STA 290 Seminar Series
DATE: Thursday February 15th, 4:10pm
LOCATION: MSB 1147, Colloquium Room
SPEAKER: Guangliang Chen, Assistant Professor, Mathematics and Statistics, San Jose State University
TITLE: “A Unified Scalable Spectral Clustering Framework Based on Efficient Sparse Matrix Operations”

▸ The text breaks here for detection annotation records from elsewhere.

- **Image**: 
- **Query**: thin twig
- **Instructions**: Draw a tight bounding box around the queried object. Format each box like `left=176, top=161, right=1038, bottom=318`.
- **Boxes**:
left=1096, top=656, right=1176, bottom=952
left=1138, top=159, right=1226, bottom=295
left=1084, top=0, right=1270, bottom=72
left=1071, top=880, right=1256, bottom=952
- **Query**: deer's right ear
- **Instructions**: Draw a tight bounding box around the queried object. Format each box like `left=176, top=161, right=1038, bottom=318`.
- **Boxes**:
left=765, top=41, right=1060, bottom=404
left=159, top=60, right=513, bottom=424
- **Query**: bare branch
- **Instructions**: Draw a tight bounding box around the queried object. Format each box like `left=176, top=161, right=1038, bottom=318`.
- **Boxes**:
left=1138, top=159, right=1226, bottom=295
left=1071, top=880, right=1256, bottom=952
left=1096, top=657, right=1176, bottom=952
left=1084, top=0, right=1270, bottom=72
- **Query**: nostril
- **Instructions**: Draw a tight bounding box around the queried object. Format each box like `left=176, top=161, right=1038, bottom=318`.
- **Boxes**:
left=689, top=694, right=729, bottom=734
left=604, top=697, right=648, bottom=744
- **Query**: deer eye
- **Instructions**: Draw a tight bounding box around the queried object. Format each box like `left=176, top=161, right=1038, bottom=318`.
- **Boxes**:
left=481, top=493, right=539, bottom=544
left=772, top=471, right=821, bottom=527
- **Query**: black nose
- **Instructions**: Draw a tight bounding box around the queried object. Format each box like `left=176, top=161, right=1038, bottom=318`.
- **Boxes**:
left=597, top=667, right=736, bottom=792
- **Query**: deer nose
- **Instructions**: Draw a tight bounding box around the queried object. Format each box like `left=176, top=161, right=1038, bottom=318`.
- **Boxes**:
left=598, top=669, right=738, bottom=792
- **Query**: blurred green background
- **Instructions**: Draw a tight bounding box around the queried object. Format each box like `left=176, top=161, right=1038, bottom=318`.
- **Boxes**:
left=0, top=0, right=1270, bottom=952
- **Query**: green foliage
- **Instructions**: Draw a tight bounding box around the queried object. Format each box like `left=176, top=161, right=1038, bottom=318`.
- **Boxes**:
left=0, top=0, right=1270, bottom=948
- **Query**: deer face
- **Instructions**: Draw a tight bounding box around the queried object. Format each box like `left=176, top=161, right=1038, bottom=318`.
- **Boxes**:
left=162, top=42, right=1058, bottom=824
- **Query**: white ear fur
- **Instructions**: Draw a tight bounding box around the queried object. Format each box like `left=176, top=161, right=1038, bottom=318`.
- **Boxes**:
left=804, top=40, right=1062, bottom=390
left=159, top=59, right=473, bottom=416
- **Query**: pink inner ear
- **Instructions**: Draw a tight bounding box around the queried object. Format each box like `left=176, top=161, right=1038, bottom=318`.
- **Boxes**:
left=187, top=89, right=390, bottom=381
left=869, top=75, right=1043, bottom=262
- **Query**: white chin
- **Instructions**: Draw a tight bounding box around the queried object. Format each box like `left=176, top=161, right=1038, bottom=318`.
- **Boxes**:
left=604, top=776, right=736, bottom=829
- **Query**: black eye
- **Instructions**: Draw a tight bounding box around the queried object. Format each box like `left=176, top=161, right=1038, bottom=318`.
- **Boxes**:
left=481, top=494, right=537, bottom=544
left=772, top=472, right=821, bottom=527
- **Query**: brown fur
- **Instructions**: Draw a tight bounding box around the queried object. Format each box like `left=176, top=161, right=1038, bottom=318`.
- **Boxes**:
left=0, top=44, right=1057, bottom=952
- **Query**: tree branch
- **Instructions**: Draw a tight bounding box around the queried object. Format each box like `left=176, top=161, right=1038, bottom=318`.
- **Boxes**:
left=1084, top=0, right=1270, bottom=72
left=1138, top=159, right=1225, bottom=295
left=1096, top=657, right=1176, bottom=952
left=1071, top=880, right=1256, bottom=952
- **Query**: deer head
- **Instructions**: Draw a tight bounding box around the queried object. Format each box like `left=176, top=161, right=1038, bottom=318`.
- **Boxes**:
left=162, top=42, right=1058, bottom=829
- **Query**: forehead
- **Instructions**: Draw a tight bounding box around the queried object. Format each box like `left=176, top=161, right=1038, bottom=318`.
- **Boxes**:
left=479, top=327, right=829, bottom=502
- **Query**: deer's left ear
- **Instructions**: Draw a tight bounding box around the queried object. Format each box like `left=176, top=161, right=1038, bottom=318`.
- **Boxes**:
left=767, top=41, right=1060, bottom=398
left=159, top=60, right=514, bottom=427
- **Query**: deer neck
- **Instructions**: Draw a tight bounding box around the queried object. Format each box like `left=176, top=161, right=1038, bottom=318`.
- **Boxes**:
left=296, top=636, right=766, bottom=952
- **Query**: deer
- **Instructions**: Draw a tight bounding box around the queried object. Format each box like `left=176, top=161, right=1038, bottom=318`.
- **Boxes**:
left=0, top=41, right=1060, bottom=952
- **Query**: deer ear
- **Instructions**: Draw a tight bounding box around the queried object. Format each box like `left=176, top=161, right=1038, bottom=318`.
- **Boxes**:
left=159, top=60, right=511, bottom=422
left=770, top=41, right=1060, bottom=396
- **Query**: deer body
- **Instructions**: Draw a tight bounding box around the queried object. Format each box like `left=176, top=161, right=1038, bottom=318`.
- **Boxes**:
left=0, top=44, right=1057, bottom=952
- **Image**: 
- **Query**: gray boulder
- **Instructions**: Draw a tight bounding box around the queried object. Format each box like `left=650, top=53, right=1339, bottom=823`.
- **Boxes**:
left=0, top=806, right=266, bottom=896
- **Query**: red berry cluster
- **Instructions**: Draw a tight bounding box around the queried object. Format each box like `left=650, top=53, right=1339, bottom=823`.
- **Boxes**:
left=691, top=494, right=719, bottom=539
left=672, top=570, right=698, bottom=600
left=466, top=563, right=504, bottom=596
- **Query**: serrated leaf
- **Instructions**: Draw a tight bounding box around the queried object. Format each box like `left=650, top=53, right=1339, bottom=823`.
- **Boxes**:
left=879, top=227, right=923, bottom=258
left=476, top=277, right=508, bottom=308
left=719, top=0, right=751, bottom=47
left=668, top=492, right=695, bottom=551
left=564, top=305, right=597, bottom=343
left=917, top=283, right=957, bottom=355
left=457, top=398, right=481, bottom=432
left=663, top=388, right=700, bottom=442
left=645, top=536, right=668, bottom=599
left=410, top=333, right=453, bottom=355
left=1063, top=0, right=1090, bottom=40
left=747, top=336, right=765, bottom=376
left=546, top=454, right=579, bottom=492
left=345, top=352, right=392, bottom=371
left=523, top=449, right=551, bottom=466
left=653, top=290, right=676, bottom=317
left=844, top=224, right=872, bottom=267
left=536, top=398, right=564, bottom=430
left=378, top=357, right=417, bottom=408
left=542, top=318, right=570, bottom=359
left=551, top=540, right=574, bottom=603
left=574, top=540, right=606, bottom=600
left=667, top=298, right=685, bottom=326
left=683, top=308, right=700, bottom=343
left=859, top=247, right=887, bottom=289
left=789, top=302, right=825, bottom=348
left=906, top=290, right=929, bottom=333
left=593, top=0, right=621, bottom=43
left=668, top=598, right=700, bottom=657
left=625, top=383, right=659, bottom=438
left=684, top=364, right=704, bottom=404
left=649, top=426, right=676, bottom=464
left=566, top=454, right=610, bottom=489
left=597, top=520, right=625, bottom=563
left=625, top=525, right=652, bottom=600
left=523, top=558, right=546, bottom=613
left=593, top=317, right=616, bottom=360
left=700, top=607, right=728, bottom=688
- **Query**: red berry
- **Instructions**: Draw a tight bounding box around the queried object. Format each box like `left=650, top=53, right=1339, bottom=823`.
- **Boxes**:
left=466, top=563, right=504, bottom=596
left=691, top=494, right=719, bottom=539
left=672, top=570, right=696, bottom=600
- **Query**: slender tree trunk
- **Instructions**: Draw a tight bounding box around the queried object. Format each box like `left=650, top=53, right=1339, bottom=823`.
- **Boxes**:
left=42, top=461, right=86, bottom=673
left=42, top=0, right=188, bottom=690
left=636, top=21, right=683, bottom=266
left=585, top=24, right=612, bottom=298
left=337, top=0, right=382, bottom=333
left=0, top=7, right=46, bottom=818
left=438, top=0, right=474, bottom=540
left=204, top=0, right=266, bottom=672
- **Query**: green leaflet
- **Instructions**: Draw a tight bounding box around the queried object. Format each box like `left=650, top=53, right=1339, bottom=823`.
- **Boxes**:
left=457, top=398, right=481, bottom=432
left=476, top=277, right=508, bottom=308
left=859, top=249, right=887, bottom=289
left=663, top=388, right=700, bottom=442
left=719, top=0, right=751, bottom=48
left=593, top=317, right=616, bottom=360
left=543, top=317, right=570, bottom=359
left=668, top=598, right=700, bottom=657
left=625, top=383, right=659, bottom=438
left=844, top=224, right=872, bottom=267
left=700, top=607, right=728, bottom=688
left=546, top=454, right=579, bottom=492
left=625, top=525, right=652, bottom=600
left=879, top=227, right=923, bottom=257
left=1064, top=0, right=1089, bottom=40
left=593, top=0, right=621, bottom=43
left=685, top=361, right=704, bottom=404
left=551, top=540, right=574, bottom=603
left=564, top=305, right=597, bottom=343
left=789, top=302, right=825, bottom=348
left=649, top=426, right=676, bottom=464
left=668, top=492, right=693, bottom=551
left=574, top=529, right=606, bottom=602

ABSTRACT: We present a scalable computing framework for various versions of spectral clustering, such as the Ng-Jordan-Weiss algorithm (NIPS '01), Normalized Cut (Shi and Malik, 2000), and Diffusion Maps (Coifman et al., 2005). We first consider spectral clustering with the cosine similarity for sparse data or data of moderate dimensions, and show that in those cases, spectral clustering can be implemented solely based on efficient operations on the data matrix, i.e., elementwise manipulation, matrix-vector multiplication and low-rank SVD. In the case of the Gaussian (or any other) similarity, we adopt a landmark-based embedding technique to transform the problem to that of spectral clustering with cosine similarity. Our algorithms are simple to implement, fast to run, and robust to outliers. We compare our implementation with a few existing methods on several benchmark data sets to demonstrate its competitive performance.